CHRISTMAS IN SEPTEMBER

MY GRADE: starhalfblankblankblank
Not so fast, Santa.  Back to work!

Not so fast, Santa. Back to work!

It’s mid-September again; the holliest jolliest time o’the year. The Christmas trees are out, the popcorn is being strung, and visions of sugarplums are dancing in our — huh?

Excuse me. Why has Christmas “started” already?

This article isn’t the only one to notice the trend.  And you can be certain it’s only a matter of days before Starbucks breaks out the eggnog lattes (which I enjoy, even if they have sort of a pukey aftertaste).

But can we just slam the brakes on for one tiny moment and admit something we’ve all known for some time:  Santa is now being pimped out in the off-season because retailers think apparently nobody is interested in buying anything that’s not attached to a holiday.

You know that heartfelt sentiment “Christmas isn’t only one day a year. It’s with us all the time”? I pretty sure someone at Target came up with that.

And not only are these pre pre pre pre Christmas sales screwing up the genuine spirit of Christmas, they’re also causing a total holiday clusterf–k (which is how I hear a very bitter and angry St. Nick referred to it this year).

Case in point: What happened to Halloween? Well, as far as I can tell, if you haven’t celebrated it yet, you’re out of luck.   You missed it.  Halloween started back on July 5th.  It’s over.  Time to step aside for Christmas.  By August all the Halloween costumes were sold, along with all the candy. (I can’t wait to get hold of some of that 9 month old candy corn. That will be a creamy delight.)

And Thanksgiving? Well Thanksgiving has just been totally shit on. Thanksgiving is now the unwanted foster kid of national holidays: You accept it because it’s the right thing to do, but really it’s more trouble than it’s worth.  Nobody really gives a crap about Thanksgiving because a business can’t survive on sales of Stove Top stuffing alone.

Stove Top Stuffing: Sure, it's delicious.  But it can't save our economy.

Stove Top Stuffing: Sure, it's delicious. But it can't save our economy.

So this is what I propose we do in order to save a shred of Christmas dignity:

Let’s just make up some random, stupid new holiday and stick it in September. Then there will be “legitimate” September holiday sales o’plenty for the likes of Walmart and Target and Best Buy and Starbucks and Wetzel’s Pretzels (and by the way, Wetzel’s Pretzels.  Who are you fooling?  Is your owner really named “Wetzel”?  I’m not the sharpest tool in the … ah… tool thing … by I think you made up the name “Wetzel” just because it rhymes with “pretzel.” I’m so onto you!)
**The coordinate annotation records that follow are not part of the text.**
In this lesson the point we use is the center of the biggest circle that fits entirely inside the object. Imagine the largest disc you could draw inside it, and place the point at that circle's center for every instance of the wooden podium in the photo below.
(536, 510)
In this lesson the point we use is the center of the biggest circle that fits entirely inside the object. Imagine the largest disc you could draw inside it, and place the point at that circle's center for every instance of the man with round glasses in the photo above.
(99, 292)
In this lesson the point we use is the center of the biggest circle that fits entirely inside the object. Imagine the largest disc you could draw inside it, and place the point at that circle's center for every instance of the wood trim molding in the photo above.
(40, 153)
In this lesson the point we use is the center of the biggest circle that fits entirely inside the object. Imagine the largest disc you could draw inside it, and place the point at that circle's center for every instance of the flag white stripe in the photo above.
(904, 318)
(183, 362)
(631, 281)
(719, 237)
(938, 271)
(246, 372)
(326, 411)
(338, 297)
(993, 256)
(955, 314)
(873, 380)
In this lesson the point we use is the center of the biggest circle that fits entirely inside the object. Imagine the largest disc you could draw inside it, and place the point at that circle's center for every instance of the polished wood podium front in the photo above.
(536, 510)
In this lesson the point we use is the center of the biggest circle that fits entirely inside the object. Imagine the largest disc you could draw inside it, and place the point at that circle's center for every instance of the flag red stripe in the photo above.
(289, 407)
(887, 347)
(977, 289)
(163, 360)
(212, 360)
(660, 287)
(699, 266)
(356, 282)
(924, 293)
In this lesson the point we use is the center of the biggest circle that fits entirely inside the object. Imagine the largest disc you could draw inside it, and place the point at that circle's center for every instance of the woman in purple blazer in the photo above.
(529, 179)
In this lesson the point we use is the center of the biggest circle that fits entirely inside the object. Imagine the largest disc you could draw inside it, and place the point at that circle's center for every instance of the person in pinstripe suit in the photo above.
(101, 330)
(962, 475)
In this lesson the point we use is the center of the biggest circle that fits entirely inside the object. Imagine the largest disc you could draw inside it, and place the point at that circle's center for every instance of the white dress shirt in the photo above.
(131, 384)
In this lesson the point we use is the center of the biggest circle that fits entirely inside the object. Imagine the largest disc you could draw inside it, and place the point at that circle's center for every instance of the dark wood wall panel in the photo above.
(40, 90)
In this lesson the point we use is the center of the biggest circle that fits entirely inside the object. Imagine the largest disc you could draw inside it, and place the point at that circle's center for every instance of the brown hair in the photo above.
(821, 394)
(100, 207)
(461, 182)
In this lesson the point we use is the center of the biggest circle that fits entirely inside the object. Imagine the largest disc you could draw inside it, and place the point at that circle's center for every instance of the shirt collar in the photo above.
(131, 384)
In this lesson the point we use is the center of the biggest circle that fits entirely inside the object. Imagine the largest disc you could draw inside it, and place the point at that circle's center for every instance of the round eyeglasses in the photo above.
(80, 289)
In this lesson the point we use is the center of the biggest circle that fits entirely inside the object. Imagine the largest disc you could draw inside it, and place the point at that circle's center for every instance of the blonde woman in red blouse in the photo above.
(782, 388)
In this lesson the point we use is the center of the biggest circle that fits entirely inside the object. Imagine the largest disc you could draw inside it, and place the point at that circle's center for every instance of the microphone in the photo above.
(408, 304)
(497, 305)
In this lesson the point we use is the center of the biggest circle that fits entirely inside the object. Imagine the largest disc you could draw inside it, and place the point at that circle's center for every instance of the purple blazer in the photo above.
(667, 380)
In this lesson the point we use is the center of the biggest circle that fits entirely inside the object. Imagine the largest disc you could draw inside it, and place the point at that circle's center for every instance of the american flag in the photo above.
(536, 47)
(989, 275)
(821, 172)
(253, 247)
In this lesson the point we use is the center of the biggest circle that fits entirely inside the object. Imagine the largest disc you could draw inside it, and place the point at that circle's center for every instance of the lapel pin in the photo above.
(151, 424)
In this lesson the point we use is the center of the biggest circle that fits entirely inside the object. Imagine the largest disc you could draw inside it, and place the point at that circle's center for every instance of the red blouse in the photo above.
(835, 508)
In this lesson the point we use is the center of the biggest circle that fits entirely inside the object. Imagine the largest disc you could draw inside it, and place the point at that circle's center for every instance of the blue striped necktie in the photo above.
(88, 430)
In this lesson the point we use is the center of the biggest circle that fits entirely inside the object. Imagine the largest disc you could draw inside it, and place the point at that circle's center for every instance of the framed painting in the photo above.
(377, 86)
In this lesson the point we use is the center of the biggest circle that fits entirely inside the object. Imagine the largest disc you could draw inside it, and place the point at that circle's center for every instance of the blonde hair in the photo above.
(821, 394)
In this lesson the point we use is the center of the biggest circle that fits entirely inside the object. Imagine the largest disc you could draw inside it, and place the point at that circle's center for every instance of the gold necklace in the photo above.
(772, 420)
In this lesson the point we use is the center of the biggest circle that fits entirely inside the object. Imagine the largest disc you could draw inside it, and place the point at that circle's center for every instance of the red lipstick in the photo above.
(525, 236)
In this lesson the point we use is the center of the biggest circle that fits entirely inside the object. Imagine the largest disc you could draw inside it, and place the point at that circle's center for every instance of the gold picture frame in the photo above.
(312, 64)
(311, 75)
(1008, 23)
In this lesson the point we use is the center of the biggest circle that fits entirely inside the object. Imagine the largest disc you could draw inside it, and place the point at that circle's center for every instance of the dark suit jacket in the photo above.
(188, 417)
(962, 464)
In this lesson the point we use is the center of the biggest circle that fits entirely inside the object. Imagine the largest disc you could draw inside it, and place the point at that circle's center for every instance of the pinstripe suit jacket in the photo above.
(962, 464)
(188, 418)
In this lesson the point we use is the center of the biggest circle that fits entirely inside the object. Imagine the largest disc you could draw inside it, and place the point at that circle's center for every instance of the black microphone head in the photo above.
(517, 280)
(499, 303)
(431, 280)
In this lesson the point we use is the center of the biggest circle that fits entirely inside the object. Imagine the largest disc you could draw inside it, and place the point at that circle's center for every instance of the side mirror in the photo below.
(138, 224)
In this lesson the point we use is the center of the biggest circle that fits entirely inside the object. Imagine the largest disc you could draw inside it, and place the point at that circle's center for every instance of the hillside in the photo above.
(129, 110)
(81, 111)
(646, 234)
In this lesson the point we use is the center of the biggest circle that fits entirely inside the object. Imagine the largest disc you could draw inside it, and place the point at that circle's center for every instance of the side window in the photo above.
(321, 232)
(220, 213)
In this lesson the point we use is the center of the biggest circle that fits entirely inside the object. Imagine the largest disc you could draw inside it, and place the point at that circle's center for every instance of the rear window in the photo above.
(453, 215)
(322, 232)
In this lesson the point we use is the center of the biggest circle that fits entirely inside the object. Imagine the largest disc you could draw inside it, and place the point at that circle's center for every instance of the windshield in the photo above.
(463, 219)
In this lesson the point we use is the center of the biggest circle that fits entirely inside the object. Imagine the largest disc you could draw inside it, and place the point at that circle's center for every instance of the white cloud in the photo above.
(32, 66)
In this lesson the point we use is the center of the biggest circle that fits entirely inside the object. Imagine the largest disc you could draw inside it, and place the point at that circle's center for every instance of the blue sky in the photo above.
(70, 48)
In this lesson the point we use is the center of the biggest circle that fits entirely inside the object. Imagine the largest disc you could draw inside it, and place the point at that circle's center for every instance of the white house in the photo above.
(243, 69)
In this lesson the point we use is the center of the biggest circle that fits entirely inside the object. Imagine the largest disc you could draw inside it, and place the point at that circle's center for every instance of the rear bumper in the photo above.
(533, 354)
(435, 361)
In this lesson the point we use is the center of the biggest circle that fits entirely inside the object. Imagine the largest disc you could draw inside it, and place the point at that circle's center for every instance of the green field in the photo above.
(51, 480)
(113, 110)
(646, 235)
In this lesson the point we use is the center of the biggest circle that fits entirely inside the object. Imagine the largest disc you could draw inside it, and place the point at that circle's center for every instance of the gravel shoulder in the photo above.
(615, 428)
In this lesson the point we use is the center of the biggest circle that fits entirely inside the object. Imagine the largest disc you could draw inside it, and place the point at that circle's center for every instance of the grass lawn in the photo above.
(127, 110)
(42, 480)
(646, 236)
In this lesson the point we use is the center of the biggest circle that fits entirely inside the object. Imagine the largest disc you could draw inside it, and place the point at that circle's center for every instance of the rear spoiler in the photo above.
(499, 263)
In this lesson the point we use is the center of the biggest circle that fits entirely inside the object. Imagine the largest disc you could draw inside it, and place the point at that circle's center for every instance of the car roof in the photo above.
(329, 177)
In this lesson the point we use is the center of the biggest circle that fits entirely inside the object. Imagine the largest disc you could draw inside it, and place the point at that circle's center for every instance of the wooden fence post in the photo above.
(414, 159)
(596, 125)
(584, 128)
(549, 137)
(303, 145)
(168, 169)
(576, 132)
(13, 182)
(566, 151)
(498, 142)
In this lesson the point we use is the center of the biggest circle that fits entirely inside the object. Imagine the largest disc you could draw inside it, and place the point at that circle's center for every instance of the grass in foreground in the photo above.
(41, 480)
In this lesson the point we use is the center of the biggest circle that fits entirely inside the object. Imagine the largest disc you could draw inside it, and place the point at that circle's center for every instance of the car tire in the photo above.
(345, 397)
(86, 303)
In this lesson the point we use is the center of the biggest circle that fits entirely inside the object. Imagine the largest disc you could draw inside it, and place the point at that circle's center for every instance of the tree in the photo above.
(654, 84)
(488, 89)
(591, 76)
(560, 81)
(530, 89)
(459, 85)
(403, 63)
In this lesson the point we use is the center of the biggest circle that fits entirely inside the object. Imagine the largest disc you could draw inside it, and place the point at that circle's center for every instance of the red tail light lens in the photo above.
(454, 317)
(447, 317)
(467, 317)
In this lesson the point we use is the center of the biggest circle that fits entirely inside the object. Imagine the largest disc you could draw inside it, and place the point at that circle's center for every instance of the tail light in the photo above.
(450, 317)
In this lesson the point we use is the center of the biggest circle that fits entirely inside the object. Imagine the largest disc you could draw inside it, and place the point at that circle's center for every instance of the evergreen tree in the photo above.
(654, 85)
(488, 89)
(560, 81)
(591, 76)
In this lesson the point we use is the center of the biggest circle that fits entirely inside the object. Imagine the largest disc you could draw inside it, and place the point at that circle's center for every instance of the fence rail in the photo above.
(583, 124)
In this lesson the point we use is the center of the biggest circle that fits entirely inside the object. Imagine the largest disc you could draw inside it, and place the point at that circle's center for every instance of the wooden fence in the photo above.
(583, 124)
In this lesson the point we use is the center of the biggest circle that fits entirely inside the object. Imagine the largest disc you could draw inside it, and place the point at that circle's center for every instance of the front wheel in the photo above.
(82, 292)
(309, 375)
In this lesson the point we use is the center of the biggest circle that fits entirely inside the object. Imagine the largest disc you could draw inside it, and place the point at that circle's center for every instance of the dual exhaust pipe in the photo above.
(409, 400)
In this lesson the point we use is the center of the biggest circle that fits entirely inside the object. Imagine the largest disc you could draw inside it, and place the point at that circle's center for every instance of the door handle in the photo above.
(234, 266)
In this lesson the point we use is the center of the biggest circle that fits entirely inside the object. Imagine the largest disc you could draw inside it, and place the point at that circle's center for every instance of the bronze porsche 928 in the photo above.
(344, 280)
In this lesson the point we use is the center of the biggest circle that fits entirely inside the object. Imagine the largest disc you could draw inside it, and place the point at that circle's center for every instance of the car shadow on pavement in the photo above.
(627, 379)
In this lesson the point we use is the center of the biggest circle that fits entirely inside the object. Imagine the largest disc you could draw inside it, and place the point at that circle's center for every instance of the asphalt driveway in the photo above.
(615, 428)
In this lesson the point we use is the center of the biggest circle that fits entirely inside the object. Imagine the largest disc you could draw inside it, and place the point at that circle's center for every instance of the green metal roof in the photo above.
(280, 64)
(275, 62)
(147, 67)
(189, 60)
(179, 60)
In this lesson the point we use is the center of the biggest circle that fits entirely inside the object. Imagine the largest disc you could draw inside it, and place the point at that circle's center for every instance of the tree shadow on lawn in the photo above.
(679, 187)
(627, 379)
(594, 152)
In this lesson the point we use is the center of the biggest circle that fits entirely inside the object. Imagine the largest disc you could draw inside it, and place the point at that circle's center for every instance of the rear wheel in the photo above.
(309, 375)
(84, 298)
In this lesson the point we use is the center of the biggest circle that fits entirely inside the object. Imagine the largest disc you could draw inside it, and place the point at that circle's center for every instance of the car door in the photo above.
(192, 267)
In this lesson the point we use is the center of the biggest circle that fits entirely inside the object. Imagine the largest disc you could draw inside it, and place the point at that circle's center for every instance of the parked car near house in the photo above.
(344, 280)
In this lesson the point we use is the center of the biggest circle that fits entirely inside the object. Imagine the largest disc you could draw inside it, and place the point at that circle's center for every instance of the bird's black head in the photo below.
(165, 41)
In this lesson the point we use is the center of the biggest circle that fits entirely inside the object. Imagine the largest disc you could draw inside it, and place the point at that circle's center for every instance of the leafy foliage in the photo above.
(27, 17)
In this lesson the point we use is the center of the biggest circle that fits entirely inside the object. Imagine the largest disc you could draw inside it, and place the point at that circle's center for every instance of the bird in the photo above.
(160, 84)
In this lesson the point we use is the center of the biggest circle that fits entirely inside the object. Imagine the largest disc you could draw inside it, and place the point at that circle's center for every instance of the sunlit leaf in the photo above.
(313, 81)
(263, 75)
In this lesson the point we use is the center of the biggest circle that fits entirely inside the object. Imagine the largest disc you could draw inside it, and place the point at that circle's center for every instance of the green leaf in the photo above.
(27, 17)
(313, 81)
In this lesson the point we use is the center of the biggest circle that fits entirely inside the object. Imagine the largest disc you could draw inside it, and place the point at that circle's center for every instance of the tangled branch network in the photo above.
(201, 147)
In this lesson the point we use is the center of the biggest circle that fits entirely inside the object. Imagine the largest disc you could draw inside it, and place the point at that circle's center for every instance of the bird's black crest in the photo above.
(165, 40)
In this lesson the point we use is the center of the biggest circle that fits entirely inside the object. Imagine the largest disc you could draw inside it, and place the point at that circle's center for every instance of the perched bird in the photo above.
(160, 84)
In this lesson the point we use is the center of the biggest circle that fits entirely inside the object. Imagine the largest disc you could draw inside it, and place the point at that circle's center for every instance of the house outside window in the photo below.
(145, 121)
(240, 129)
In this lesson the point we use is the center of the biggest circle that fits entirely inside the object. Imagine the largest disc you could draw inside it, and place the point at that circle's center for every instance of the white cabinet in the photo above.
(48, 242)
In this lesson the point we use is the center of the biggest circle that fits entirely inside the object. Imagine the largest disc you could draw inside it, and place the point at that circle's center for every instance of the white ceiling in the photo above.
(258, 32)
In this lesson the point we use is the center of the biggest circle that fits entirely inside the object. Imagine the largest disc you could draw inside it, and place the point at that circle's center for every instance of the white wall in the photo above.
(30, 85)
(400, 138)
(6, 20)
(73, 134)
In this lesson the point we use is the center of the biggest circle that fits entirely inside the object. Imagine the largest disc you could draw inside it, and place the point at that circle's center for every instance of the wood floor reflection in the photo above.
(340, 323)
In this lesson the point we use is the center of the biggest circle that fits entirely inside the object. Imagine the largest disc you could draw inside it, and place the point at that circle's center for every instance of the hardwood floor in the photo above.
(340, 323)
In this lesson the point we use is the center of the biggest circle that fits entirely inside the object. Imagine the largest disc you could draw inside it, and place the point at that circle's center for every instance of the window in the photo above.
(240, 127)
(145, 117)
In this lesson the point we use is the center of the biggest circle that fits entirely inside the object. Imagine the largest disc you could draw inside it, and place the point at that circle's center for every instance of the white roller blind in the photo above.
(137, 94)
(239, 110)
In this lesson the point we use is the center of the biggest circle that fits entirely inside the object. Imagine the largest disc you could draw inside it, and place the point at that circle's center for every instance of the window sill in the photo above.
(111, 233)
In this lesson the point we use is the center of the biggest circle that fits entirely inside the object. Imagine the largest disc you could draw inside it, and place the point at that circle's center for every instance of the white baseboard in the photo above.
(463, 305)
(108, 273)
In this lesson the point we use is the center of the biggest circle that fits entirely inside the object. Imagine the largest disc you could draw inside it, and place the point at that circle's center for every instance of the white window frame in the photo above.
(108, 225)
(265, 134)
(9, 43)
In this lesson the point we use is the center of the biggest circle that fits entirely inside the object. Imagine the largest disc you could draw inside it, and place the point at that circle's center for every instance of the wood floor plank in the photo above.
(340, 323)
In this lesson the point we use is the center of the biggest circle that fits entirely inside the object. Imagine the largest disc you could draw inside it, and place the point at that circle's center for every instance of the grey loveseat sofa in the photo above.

I even have the perfect new concept for a September holiday: Christmas is a celebration of the birth of Jesus, right?  Well, I’m sure that Octomom must’ve squeezed out one of her 17 kids somewhere around September. Let’s celebrate that. We’ll exchange presents for 8 days in honor of the Octuplets. It’ll be a nice mix of Christmas and Chanukah with a modern-day Jerry-Springer-esque twist.

But I’m open to your new holiday suggestions.  Best idea gets a free Eggnog Latte on me (in September).